POSINA. Momenti di paura per una famiglia. In gita per vedere i resti della guerra, una pianta ha avuto un cedimento e un 76enne è ruzzolato una decina di metri nel bosco sotto gli occhi dei figli.
L'allerta è scattata verso mezzogiorno di oggi, domenica 6 aprile, nella zona del canale del Brutto Buso in Val Posina.
Il 76enne si stava muovendo, in compagnia dei figli, lungo il ripido canale per vedere i resti della guerra.
A causa del cedimento di una pianta secca, però, il 76enne di Longare (Vicenza) è ruzzolato per una decina di metri in mezzo al bosco e ha riportato diverse botte e contusioni.
Immediato l'allarme e si è attivato il soccorso alpino di Arsiero, impegnato nel prestare assistenza alla gara della Salita del Costo.
Le coordinate ricevute dalle squadre non si trovavano in prossimità del sentiero, così i soccorritori partiti da Contrà Griso si sono distribuiti sul versante, finché non hanno individuato il punto e hanno raggiunto il 76enne.
Dopo una prima assistenza, l'infortunato è stato poi recuperato con il verricello dal tecnico di elisoccorso dell'elicottero di Verona emergenza.
Portato a Contrà Griso, dove è stato stabilito il campo base, le sue condizioni sono state verificate dall'equipe medica.
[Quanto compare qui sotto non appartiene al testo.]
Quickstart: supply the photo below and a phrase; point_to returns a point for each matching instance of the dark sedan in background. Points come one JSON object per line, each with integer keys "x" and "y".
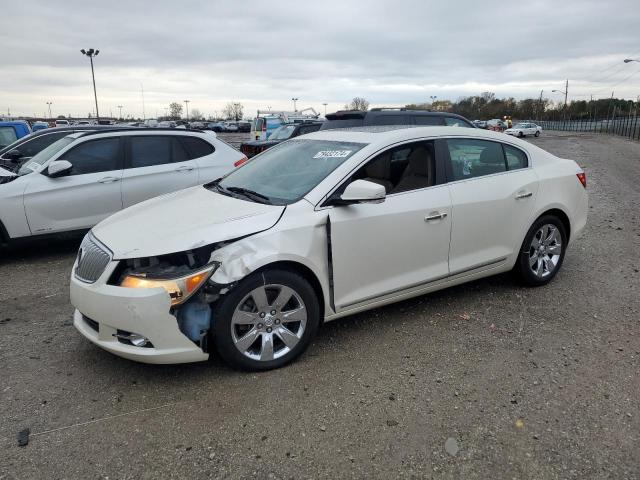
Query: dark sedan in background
{"x": 282, "y": 133}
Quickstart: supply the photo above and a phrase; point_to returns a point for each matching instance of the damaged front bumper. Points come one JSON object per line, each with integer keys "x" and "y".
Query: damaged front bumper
{"x": 109, "y": 315}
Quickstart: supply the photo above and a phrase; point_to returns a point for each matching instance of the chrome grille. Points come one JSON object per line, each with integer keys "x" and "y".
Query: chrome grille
{"x": 93, "y": 258}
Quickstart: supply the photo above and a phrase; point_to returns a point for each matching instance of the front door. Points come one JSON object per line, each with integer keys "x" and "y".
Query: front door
{"x": 383, "y": 248}
{"x": 84, "y": 197}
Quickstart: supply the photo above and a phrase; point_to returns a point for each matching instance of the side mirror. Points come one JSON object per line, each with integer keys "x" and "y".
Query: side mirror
{"x": 363, "y": 191}
{"x": 13, "y": 155}
{"x": 59, "y": 168}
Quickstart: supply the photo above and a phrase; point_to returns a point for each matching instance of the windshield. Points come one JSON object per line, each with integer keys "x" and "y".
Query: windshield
{"x": 285, "y": 173}
{"x": 282, "y": 133}
{"x": 41, "y": 157}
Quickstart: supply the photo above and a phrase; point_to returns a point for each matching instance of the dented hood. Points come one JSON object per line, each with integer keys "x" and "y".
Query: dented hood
{"x": 181, "y": 221}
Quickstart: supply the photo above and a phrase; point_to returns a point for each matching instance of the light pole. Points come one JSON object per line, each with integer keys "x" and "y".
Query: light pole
{"x": 565, "y": 91}
{"x": 93, "y": 53}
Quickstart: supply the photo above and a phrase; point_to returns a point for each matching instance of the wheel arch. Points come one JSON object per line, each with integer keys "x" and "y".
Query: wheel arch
{"x": 306, "y": 273}
{"x": 562, "y": 216}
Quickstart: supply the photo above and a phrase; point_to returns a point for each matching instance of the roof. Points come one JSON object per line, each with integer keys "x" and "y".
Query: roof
{"x": 388, "y": 134}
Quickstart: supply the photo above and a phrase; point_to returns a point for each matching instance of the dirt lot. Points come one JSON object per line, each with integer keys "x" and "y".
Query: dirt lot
{"x": 527, "y": 383}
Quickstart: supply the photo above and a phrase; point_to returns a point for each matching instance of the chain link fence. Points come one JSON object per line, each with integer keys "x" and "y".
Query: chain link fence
{"x": 627, "y": 126}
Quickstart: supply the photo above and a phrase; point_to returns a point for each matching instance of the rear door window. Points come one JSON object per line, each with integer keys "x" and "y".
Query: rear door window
{"x": 196, "y": 147}
{"x": 150, "y": 151}
{"x": 470, "y": 158}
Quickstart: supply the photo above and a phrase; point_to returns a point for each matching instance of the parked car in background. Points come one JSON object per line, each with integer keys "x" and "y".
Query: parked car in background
{"x": 497, "y": 125}
{"x": 39, "y": 126}
{"x": 267, "y": 121}
{"x": 285, "y": 132}
{"x": 12, "y": 130}
{"x": 393, "y": 116}
{"x": 84, "y": 177}
{"x": 251, "y": 264}
{"x": 244, "y": 127}
{"x": 523, "y": 129}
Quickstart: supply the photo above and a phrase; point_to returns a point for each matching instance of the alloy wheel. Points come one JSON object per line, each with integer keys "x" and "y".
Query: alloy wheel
{"x": 545, "y": 250}
{"x": 268, "y": 322}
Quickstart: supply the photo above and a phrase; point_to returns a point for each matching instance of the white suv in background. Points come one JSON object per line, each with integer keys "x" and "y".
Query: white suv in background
{"x": 84, "y": 177}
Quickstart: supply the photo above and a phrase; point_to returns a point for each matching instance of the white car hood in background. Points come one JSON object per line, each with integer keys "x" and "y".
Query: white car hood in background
{"x": 181, "y": 221}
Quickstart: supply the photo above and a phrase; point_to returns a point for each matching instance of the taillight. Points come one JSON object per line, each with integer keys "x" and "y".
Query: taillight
{"x": 583, "y": 178}
{"x": 242, "y": 161}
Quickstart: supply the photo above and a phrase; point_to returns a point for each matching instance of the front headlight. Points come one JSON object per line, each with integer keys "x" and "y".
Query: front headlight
{"x": 179, "y": 288}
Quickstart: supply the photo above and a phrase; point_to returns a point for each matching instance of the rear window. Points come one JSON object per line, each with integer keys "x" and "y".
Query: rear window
{"x": 352, "y": 122}
{"x": 196, "y": 147}
{"x": 427, "y": 120}
{"x": 389, "y": 120}
{"x": 7, "y": 136}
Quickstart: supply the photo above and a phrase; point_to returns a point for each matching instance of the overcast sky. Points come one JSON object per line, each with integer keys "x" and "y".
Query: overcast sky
{"x": 263, "y": 53}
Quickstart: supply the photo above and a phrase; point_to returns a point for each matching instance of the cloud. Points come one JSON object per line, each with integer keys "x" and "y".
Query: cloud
{"x": 262, "y": 54}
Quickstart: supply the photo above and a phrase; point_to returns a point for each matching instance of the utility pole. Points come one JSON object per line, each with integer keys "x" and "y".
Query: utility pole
{"x": 93, "y": 53}
{"x": 540, "y": 105}
{"x": 144, "y": 117}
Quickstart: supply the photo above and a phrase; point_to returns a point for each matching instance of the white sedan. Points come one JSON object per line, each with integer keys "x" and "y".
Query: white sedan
{"x": 523, "y": 129}
{"x": 317, "y": 228}
{"x": 84, "y": 177}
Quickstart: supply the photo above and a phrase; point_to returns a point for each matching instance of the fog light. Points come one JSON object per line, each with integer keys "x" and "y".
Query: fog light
{"x": 134, "y": 339}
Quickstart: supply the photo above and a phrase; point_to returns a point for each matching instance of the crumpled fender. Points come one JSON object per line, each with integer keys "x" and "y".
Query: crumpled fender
{"x": 302, "y": 244}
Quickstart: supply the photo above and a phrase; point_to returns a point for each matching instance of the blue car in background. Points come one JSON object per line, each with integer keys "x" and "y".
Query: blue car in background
{"x": 12, "y": 130}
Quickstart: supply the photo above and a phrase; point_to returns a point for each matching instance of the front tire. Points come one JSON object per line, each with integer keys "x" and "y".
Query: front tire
{"x": 542, "y": 251}
{"x": 267, "y": 320}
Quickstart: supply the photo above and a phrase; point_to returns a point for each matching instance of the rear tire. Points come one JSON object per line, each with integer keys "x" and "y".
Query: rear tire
{"x": 267, "y": 320}
{"x": 542, "y": 251}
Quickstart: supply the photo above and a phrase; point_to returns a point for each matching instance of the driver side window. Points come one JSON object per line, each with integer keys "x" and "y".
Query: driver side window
{"x": 401, "y": 169}
{"x": 102, "y": 155}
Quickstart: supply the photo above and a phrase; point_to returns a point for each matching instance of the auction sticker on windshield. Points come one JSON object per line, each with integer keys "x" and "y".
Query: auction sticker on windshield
{"x": 332, "y": 154}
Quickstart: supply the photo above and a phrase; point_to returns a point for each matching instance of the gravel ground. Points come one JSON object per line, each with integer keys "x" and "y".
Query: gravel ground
{"x": 485, "y": 380}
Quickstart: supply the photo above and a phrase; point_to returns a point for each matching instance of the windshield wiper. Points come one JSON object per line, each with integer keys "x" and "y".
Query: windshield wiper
{"x": 258, "y": 197}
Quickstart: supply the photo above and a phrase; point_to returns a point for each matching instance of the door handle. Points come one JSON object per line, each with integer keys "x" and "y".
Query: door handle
{"x": 434, "y": 216}
{"x": 108, "y": 180}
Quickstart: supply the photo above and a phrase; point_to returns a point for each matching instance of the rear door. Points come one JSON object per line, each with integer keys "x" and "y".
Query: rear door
{"x": 84, "y": 197}
{"x": 156, "y": 164}
{"x": 493, "y": 192}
L'uomo è stato quindi accompagnato all'ospedale di Santorso.
I due figli sono scesi a valle assieme ai soccorritori. "Ricordiamo che, malgrado le numerose relazioni ancora esistenti - commenta il soccorso alpino - il canale del Brutto Buso non è più ormai accessibile: si tratta di un luogo di difficile accesso e fortemente impervio".